9:30 p.m. Our date’s now in its sixth hour, and I figure this guy is just waiting for me to leave; he’s never going to make a move. I suggest we go. He quickly agrees. I tell him I have to pick up my bicycle from his apartment. On the way through the cobblestone streets, I feel a slight brush and he looks away.
10 p.m. At his place in downtown Geneva, he carries my bicycle for me, and asks to walk me to my train.
10:30 p.m. He carries my bicycle onto the train. I lean in for a kiss on the cheek and he goes for the mouth.

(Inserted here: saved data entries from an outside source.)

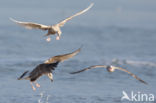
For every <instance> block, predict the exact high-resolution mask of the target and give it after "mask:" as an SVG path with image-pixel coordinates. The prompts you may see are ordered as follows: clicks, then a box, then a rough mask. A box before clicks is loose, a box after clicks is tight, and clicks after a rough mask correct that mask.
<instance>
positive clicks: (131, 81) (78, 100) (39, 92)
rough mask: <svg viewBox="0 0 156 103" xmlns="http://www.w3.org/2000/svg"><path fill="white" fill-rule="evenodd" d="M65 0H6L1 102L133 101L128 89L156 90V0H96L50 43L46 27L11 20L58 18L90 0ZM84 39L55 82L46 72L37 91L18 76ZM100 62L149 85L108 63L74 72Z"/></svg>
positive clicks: (59, 17)
mask: <svg viewBox="0 0 156 103" xmlns="http://www.w3.org/2000/svg"><path fill="white" fill-rule="evenodd" d="M61 2H62V1H61V0H53V1H51V0H47V1H46V2H43V1H40V2H36V1H31V2H28V1H24V0H20V1H18V2H17V1H16V2H15V1H11V0H5V1H0V15H1V16H0V20H1V23H0V28H1V30H0V54H1V55H0V81H1V83H0V89H1V90H0V103H60V102H61V103H62V102H63V103H114V102H115V103H120V102H124V103H130V102H128V101H126V100H125V101H121V97H122V91H126V92H127V93H128V94H129V95H130V92H131V91H134V92H135V93H137V92H141V93H146V94H150V93H152V94H154V95H156V91H155V90H156V88H155V86H156V80H155V78H156V69H155V68H156V48H155V44H156V35H155V34H156V29H155V27H156V7H155V3H156V1H154V0H150V1H146V0H137V1H135V0H131V1H123V0H116V1H113V0H105V1H93V2H95V5H94V6H93V8H92V9H91V10H90V11H88V12H87V13H85V14H83V15H81V16H79V17H76V18H74V19H73V20H71V21H69V22H68V23H67V24H65V26H64V27H63V28H62V31H63V34H62V37H61V40H60V41H56V40H55V36H52V41H51V42H50V43H47V42H46V41H45V39H46V38H44V37H43V34H44V33H46V32H44V31H40V30H26V29H24V28H22V27H19V26H18V25H16V24H14V23H13V22H11V21H10V20H9V17H12V18H14V19H17V20H21V21H22V20H23V21H33V22H38V23H43V24H55V23H57V22H58V21H60V20H63V19H64V18H66V17H68V16H70V15H72V14H74V13H76V12H77V11H79V10H81V9H83V8H85V7H87V6H88V5H89V3H90V1H88V0H84V1H82V2H79V1H72V0H68V2H63V3H61ZM81 45H83V48H82V51H81V52H80V53H79V54H78V55H77V56H75V57H74V58H72V59H70V60H68V61H65V62H63V63H60V65H59V66H58V68H57V69H56V70H55V71H54V82H53V83H51V82H50V80H49V79H48V78H47V77H44V76H43V77H41V78H40V79H39V81H38V82H39V83H40V84H41V88H40V89H37V91H35V92H34V91H32V89H31V86H30V84H29V82H28V81H18V80H17V77H18V76H20V75H21V74H22V73H23V72H24V71H25V70H32V69H33V68H35V66H36V65H38V64H39V63H42V62H43V61H44V60H46V59H48V58H49V57H52V56H55V55H58V54H64V53H68V52H71V51H74V50H76V49H77V48H79V47H81ZM97 64H106V65H108V64H113V65H116V66H121V67H123V68H125V69H127V70H129V71H131V72H132V73H134V74H136V75H137V76H139V77H140V78H142V79H143V80H145V81H146V82H148V84H149V85H144V84H142V83H140V82H138V81H137V80H135V79H134V78H131V77H130V76H129V75H128V74H126V73H123V72H121V71H116V72H114V73H108V72H107V71H106V70H105V69H103V68H99V69H94V70H90V71H86V72H84V73H80V74H77V75H70V74H69V72H72V71H75V70H79V69H82V68H85V67H88V66H90V65H97Z"/></svg>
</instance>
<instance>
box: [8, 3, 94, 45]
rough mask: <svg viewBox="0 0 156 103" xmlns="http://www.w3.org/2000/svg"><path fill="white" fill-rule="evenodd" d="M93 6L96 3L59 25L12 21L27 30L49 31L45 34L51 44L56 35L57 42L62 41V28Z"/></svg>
mask: <svg viewBox="0 0 156 103" xmlns="http://www.w3.org/2000/svg"><path fill="white" fill-rule="evenodd" d="M93 5H94V3H91V4H90V5H89V6H88V7H87V8H86V9H84V10H82V11H80V12H78V13H76V14H75V15H72V16H70V17H68V18H66V19H64V20H63V21H61V22H59V23H58V24H54V25H43V24H38V23H33V22H22V21H17V20H15V19H13V18H10V20H12V21H13V22H15V23H16V24H18V25H21V26H24V27H25V28H27V29H41V30H48V33H47V34H45V36H48V38H47V39H46V40H47V41H48V42H49V41H50V40H51V38H50V35H55V34H57V37H56V40H60V36H61V34H62V32H61V29H60V27H63V26H64V24H65V23H66V22H67V21H69V20H71V19H72V18H74V17H76V16H78V15H81V14H83V13H85V12H86V11H88V10H89V9H90V8H91V7H92V6H93Z"/></svg>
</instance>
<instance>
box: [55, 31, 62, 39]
mask: <svg viewBox="0 0 156 103" xmlns="http://www.w3.org/2000/svg"><path fill="white" fill-rule="evenodd" d="M60 36H61V31H58V32H57V36H56V40H60Z"/></svg>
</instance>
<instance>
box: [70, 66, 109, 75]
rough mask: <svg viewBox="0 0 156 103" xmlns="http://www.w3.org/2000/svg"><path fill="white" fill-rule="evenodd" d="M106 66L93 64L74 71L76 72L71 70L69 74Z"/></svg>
mask: <svg viewBox="0 0 156 103" xmlns="http://www.w3.org/2000/svg"><path fill="white" fill-rule="evenodd" d="M106 67H107V66H106V65H94V66H90V67H88V68H85V69H82V70H79V71H76V72H71V73H70V74H77V73H80V72H84V71H86V70H89V69H94V68H106Z"/></svg>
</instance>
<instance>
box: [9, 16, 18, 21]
mask: <svg viewBox="0 0 156 103" xmlns="http://www.w3.org/2000/svg"><path fill="white" fill-rule="evenodd" d="M9 19H10V20H11V21H13V22H17V21H16V20H15V19H13V18H11V17H9Z"/></svg>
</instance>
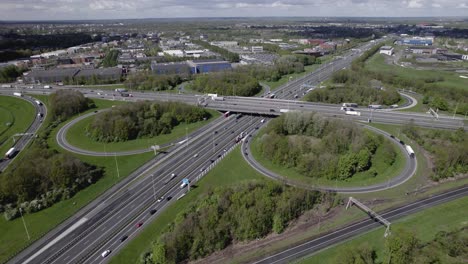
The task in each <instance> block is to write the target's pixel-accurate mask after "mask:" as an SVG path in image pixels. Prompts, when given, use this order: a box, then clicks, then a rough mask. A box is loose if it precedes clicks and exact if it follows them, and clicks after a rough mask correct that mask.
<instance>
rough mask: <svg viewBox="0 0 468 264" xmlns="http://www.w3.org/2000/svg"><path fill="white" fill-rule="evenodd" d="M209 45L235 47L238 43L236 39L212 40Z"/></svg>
mask: <svg viewBox="0 0 468 264" xmlns="http://www.w3.org/2000/svg"><path fill="white" fill-rule="evenodd" d="M210 45H213V46H217V47H235V46H238V45H239V43H238V42H237V41H212V42H210Z"/></svg>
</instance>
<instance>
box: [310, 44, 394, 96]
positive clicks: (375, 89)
mask: <svg viewBox="0 0 468 264" xmlns="http://www.w3.org/2000/svg"><path fill="white" fill-rule="evenodd" d="M381 46H383V44H379V45H377V46H374V47H372V48H371V49H370V50H368V51H366V52H364V54H363V55H361V56H360V57H359V58H357V59H355V60H354V61H353V62H352V64H351V68H350V69H343V70H339V71H337V72H335V73H333V74H332V78H331V80H332V84H330V85H328V86H327V87H326V88H325V89H314V90H313V91H311V92H309V93H308V94H307V95H306V96H305V100H306V101H309V102H324V103H332V104H340V103H344V102H352V103H357V104H359V105H368V104H383V105H393V104H396V103H398V102H399V101H400V95H399V94H398V92H397V90H396V89H394V88H393V87H382V86H381V85H377V86H376V85H373V83H374V82H375V81H376V80H374V79H373V78H372V76H371V75H368V74H365V73H364V72H365V70H364V64H365V62H366V60H367V59H369V58H370V57H371V56H372V55H373V54H375V53H376V52H377V51H378V50H379V48H380V47H381Z"/></svg>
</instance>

I literally pull back in shock. “But you didn’t ask me to come up!” “I tried a waist brush, and you are American and it’s the second date,” he says, like that explains everything. “Third,” I say. “Do you want to come to mine now?” he asks. “No,” I shout. “Okay,” he says and walks away. “I mean, yes!” We hold hands on the way to his apartment.
11 p.m. In his flat. He keeps his shoes on and offers me an Italian sweet drink from his village. This is so painfully awkward. I lean back, and he leans in. His teeth are crooked, brown, and kind of gross, but despite that, he smells divine. Then we start to kiss. Oh no. It feels like he is chomping on a piece of chicken. His jaw clicks. I cringe. He smells good enough to devour but he can’t kiss at all. I offer my neck, my classic let’s-get-over-the-intimacy-of-kissing-and-go-straight-to-less-personal-sex move. He gives me a hickey. We move to the bed.
11:30 p.m: He sloppily sucks my breasts, and goes down on me. I hear a lot of jaw clicking; he explains later it’s from karate. We get into the missionary position. He comes quickly and asks if I did, too. I tell him I usually have around three orgasms. He cuddles me with one hand on my breast. I like that he is a hardcore snuggler and caresser. He casually gives a foot massage while he talks about this great wild boar with courgette recipe. He asks if I’ve been with anyone lately; I tell him not since New York. He tells me his ex and he moved here together, but they split and she found a new guy two weeks later. They still work together, but are just friends. He kisses my hands repeatedly as we fall asleep. I wake up several times in the middle of the night, afraid I’ve said “I love you” out loud. It’s early, but I mean it.
TOTALS: One makeout with a balcony; daily failed masturbation attempts; five successful masturbation attempts; one act of intercourse; one sleepover sex date.